# Creating a Convolutional Neural Network for Image Classification 

In this notebook, we'll learn how to create a convolutional neural network for multi-categorical image classification using the FashionMNIST dataset. Almost all of this notebook will look identical to the previous chapter on a non-convlutional neural network except for the new model being introduced. Because of this, we won't spend as much time explaining the identical code.


Here we import our libraries.

In [1]:
import tensorflow as tf 
import numpy as np
import matplotlib.pyplot as plt 
from sklearn.preprocessing import OneHotEncoder

from IPython.core.display import HTML, display
# Initializing D3 for the entire notebook (this fixes error requiring kernel to load twice)
# (feel free to move this line to anywhere in notebook before visualizations)
display(HTML('<script data-require="d3@3.5.3" data-semver="3.5.3" src="//cdnjs.cloudflare.com/ajax/libs/d3/3.5.3/d3.js"></script>'))

## Processing data 

We utilize the built in training/test set split and reshape our images to be identical vectors.

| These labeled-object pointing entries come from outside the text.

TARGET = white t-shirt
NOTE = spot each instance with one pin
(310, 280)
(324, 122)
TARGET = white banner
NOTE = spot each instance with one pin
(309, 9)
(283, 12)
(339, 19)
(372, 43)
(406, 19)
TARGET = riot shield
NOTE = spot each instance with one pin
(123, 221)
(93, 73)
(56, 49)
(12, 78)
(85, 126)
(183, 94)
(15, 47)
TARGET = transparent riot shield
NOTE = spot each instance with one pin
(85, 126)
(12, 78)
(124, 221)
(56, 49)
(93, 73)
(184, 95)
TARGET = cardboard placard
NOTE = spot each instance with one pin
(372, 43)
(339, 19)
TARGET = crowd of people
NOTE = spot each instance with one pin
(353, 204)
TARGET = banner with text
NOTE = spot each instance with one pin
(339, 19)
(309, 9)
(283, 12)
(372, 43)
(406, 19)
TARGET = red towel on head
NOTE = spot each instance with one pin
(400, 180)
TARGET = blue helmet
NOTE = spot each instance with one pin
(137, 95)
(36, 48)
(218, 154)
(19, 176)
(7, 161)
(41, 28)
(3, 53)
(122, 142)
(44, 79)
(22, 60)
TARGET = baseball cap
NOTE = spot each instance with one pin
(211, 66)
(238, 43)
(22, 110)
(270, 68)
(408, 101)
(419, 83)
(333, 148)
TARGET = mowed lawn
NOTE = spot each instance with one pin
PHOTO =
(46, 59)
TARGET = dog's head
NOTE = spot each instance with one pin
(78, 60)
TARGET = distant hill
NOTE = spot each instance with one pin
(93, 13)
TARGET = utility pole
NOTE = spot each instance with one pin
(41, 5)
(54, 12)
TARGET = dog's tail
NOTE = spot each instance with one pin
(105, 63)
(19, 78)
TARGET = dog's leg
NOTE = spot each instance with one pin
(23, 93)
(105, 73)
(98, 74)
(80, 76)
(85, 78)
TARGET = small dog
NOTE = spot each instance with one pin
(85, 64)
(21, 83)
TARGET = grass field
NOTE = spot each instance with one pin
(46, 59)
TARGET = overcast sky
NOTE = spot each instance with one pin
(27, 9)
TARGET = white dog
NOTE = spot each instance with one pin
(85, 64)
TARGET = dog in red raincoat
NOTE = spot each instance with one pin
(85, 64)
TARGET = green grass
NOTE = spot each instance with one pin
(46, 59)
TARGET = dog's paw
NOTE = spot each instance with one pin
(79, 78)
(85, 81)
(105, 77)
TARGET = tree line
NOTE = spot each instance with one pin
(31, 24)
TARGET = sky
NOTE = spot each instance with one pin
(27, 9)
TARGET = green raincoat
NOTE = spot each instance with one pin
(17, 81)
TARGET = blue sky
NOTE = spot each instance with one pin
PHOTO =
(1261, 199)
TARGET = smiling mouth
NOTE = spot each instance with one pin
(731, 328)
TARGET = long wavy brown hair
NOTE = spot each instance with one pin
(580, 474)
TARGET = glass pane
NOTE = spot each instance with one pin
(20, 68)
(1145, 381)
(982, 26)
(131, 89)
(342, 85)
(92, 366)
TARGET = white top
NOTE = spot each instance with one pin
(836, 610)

Afterwards, we normalize the image RGB values between 0 and 1. Lastly, we encode our labels to be binary 0 or 1 corresponding to their respective category.

In [2]:
fashion_mnist = tf.keras.datasets.fashion_mnist

# 60,000 training images, 10,000 test images
(training_imgs, training_labels), (test_imgs, test_labels) = fashion_mnist.load_data()

In [3]:
training_imgs = training_imgs.reshape((training_imgs.shape[0], 28, 28, 1))
training_imgs = training_imgs/255.0
test_imgs = test_imgs/255.0

In [4]:

test_imgs = test_imgs.reshape((test_imgs.shape[0], 28, 28, 1))

In [5]:
encoder1 = OneHotEncoder(sparse=False)
encoder2 = OneHotEncoder(sparse=False)
training_labels = training_labels.reshape(-1, 1)
test_labels = test_labels.reshape(-1, 1)
training_labels = encoder1.fit_transform(training_labels)
test_labels = encoder2.fit_transform(test_labels)

## Building our model

This neural network looks quite different from our previous model, although many factors do stay the same. You'll notice that there are two new elements: a convolutional layer (Conv2D) and a max pooling layer (MaxPooling2D). 

Looking at the model summary, you can start to piece together what each of these layers accomplish. 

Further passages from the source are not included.